A systematic review by Beach et al found that MET with alpha antagonists for 28 days increased the rate of stone passage, decreased the time to stone passage, and decreased the rates of hospitalization and ureteroscopy, with minimal adverse effects. [65]

Not all data support MET. A randomized study of 77 ED patients with ureterolithiasis found no benefit to a 14-day course of tamsulosin, though the study group was small and the average stone size was 3.6 mm, making spontaneous passage without MET highly likely. [66] Similarly, a prospective, placebo-controlled trial by Pickard et al in 1167 adults with ureteral stones found that neither tamsulosin nor nifedipine decreased the need for further treatment to achieve stone clearance in 4 weeks. [67]

However, Hollingsworth et al propose that the findings of Pickard et al may be largely due to the high rate of spontaneous stone passage in the control group, perhaps because a large proportion of patients had smaller stones. In a systematic review and meta-analysis, these authors concluded that alpha-blockers help facilitate the passage of larger ureteric stones. They recommend considering a course of an alpha-blocker for patients with ureteral colic, unless it is medically contraindicated. [51]

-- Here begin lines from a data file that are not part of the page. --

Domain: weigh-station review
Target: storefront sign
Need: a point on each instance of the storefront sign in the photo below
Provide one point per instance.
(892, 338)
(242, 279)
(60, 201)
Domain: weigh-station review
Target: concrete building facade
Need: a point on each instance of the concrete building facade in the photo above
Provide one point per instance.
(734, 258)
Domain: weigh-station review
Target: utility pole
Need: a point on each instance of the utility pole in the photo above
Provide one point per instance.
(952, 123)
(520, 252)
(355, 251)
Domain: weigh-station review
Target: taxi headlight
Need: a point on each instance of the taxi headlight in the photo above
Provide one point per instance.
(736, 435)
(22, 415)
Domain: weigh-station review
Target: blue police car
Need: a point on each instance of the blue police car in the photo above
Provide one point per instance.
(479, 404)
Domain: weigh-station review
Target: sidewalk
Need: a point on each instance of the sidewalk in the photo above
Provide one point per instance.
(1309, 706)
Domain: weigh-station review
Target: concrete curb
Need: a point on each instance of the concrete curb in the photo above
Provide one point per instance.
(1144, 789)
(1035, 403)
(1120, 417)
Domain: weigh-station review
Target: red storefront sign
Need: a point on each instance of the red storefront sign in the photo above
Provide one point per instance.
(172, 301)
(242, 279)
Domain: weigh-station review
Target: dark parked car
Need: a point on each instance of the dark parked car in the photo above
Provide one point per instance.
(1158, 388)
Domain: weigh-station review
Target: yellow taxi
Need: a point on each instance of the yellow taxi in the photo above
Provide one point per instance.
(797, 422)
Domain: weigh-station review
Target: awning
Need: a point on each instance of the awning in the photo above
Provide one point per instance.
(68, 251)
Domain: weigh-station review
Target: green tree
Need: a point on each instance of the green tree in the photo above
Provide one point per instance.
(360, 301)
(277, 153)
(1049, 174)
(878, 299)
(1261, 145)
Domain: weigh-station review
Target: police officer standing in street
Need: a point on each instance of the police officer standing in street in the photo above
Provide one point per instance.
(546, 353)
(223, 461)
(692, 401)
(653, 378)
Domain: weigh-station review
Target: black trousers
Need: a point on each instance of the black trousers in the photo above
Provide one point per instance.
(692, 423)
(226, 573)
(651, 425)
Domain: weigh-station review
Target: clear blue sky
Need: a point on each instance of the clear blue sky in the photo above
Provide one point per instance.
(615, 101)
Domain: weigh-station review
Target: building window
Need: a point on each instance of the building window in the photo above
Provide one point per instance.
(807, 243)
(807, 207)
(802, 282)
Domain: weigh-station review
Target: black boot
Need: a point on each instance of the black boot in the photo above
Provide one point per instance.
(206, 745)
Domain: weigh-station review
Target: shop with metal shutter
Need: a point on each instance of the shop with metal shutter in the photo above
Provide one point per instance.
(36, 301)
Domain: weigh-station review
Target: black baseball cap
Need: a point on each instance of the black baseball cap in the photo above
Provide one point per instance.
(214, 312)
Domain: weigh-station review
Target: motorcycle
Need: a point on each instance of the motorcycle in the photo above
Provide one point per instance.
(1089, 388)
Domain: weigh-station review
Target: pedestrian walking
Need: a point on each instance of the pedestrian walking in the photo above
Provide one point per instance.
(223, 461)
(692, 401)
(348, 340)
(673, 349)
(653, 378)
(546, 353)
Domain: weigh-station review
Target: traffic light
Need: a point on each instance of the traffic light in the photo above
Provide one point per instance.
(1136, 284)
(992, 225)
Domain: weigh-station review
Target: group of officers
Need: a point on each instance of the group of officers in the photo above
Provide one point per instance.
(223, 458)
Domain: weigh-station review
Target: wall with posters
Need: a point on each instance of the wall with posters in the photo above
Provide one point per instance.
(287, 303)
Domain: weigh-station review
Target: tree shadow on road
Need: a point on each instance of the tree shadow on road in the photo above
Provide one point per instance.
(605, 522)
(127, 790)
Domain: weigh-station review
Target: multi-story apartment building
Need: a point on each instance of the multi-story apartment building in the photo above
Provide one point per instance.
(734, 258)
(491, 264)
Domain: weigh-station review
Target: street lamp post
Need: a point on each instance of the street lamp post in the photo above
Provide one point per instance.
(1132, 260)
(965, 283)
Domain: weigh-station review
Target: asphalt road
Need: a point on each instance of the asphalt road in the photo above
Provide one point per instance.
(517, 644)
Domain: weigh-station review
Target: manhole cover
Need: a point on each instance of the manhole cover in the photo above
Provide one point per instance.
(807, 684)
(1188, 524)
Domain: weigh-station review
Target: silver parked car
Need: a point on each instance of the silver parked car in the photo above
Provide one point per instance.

Hollingsworth et al found that overall, passage of larger stones was 57% more likely in patients treated with an alpha-blocker compared with controls (risk ratio 1.57); the likelihood of stone passage increased by 9.8% with every 1 mm increase in stone size. The effect of alpha-blockers was independent of stone location within the ureter. They estimated that four patients would need treatment for one patient to realize benefit from alpha-blockers. Adverse effects associated with alpha-blocker use were relatively infrequent and were not severe. [67]

Additional evidence that alpha-blockers do not expedite the passage of ureteral stones emerged from a randomized clinical trial of 512 adult emergency department patients who presented with renal colic owing to ureteral stones smaller than 9 mm. In this study, the proportion of patients who achieved ureteral stone expulsion by 28 days was 50% with tamsulosin versus 47% with placebo, a nonsignificant difference. [68]

MET with alpha-blockers also appears to improve the results of ESWL (see Surgical Care) inasmuch as the stone fragments resulting from treatment appear to clear the system more effectively.

Analgesic therapy combined with MET dramatically improves the passage of stones, addresses pain, and reduces the need for surgical treatment. Ibuprofen can be substituted for the ketorolac tablets recommended in the original studies. Fewer complications with ibuprofen occur while maintaining efficacy for pain relief. An oral narcotic (eg, oxycodone/acetaminophen) is used as needed to control breakthrough pain.